The Nuffield Trust, which warned in a report in 2023 that NHS dentistry risked being “gone for good” without bold action, said dentists were being penalised financially for treating NHS patients.
“Dentists will not necessarily lose money on NHS work. But it is a real problem that they are often being asked to make a financial sacrifice to see a health service patient instead of a private one,” said Mark Dayan, a policy analyst and head of public affairs at the thinktank.
“We see from recent data that fewer dentists are carrying out less NHS work than before the pandemic, and even they are doing fewer hours.”
NHS England figures show that while the total amount of money spent on dental care in England rose from £5.6bn in 2005-06 to £10.2bn in 2022-23, the proportion of NHS work shrunk from half to barely a third, and the share of private care increased to almost two-thirds.

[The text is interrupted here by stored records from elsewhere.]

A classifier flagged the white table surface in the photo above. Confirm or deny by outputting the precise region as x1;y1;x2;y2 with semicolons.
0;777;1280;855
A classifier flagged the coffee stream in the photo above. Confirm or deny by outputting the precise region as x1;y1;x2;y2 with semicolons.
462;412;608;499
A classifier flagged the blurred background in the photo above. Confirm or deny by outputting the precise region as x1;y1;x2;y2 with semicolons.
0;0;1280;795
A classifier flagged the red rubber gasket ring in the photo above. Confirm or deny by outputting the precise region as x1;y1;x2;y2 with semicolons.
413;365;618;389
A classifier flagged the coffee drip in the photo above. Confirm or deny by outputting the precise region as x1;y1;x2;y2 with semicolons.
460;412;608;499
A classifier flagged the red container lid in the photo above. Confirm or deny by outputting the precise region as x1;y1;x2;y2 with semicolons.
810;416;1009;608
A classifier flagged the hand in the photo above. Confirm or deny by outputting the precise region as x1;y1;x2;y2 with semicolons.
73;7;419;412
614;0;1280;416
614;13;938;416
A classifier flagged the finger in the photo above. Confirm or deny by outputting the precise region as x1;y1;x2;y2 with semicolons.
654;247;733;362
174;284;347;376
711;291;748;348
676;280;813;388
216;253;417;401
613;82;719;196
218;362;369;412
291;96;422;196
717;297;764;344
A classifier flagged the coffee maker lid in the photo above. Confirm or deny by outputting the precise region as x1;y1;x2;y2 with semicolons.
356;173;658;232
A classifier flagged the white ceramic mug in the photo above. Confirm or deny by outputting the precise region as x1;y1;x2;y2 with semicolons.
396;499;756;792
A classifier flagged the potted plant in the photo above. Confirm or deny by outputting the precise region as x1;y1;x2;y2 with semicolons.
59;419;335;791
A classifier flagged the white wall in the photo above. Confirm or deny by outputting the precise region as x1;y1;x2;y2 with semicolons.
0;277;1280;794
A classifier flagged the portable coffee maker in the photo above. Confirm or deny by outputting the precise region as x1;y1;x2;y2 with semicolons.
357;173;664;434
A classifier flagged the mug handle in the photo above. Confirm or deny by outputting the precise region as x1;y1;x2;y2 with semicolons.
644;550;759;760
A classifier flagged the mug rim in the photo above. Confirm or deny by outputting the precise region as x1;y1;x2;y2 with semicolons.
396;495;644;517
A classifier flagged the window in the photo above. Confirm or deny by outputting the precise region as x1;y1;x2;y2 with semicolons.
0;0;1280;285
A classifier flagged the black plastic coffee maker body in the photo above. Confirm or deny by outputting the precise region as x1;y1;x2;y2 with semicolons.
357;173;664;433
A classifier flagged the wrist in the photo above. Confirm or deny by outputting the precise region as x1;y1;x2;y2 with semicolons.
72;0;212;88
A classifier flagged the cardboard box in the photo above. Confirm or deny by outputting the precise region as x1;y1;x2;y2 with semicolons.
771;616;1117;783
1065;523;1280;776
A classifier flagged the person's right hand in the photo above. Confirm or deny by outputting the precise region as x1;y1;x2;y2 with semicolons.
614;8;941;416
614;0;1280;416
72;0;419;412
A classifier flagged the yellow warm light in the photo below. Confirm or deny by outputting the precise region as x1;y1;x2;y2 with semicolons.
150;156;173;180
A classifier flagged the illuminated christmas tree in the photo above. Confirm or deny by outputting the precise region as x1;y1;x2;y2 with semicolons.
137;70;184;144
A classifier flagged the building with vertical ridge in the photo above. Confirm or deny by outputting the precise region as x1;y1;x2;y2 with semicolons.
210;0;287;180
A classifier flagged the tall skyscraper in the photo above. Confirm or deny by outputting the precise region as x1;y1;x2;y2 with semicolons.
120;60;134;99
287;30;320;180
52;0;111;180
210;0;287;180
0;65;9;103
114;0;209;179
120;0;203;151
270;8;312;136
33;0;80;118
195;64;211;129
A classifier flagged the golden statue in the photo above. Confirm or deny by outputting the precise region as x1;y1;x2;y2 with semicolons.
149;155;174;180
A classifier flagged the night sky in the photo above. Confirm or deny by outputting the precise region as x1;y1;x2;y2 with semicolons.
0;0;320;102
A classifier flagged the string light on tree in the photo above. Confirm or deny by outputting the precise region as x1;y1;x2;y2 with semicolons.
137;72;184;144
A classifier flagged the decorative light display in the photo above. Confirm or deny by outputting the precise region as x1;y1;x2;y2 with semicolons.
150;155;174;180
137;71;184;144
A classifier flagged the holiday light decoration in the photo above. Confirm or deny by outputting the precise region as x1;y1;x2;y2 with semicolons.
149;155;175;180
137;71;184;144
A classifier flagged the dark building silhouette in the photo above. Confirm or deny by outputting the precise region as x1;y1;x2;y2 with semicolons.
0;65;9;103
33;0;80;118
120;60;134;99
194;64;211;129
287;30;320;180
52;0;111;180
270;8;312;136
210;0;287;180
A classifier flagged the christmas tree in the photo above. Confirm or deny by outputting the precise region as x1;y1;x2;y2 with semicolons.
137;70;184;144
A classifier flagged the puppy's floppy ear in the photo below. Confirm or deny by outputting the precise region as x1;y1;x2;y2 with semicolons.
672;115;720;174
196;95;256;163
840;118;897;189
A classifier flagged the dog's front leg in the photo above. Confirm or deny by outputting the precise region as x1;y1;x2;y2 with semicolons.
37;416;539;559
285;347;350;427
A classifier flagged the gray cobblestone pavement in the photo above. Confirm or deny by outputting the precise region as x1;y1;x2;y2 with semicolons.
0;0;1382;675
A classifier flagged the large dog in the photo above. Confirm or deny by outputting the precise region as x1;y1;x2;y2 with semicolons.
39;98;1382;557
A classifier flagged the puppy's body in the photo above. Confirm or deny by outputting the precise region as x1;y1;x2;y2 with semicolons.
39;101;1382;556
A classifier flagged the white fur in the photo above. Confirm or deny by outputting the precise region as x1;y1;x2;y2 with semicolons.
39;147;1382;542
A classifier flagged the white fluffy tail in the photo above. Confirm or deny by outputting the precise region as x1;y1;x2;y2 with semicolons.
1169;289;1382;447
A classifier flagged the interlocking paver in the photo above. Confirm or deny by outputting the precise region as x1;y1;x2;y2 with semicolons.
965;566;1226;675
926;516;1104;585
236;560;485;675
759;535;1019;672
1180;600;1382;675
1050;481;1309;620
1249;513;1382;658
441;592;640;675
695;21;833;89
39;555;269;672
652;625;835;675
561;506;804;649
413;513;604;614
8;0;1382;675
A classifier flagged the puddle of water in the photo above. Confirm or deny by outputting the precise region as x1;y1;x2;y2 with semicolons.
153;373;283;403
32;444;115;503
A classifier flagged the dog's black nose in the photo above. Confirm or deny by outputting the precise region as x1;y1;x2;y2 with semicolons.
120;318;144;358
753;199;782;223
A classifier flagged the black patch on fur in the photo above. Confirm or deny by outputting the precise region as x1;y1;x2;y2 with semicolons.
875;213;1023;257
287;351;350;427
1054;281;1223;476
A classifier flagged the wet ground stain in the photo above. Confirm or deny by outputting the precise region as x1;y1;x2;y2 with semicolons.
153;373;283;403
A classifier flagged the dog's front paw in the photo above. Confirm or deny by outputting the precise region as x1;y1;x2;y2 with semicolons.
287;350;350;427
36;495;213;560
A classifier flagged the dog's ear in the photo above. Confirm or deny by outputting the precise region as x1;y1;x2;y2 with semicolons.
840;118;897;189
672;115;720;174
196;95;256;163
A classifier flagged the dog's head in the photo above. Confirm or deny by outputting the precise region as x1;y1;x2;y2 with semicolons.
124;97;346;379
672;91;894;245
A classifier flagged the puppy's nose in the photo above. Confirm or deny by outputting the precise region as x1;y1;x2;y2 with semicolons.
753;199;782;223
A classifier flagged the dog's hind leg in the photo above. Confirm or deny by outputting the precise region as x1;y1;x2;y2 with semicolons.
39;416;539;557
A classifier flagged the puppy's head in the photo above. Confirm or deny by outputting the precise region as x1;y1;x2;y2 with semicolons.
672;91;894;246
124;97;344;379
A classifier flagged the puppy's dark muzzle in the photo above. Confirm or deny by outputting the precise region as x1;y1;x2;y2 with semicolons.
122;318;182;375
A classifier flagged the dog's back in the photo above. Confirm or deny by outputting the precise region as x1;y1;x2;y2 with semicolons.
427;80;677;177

Dayan said the NHS was breaching its legal duty to provide dental care that was available to everyone and free at the point of use.
“Even before the pandemic, only half of adults were receiving a checkup every two years on the NHS, the minimum that is recommended: it is now considerably fewer. The NHS is supposed to be a universal service, but for dentistry the majority of the population are not getting the basics.”
Streeting has pledged to reform the NHS dental contract, provide an extra 700,000 NHS-funded appointments and publish a dental recovery plan. However, the BDA noted there had been “no progress towards delivery” since Labour won power last year.
A Department of Health and Social Care spokesperson said: “This government inherited a situation where NHS dentistry is broken after years of neglect. We are committed to rebuilding it, but it will take time.
“Our plan for change will see an extra 700,000 urgent dentistry appointments to help those who need it most – with new NHS planning guidance instructing trusts to start working up plans to deliver them as soon as possible.
“We will also reform the dental contract to encourage more dentists to offer NHS services to patients and introduce supervised tooth-brushing for three- tofive-year-olds in the most deprived communities.”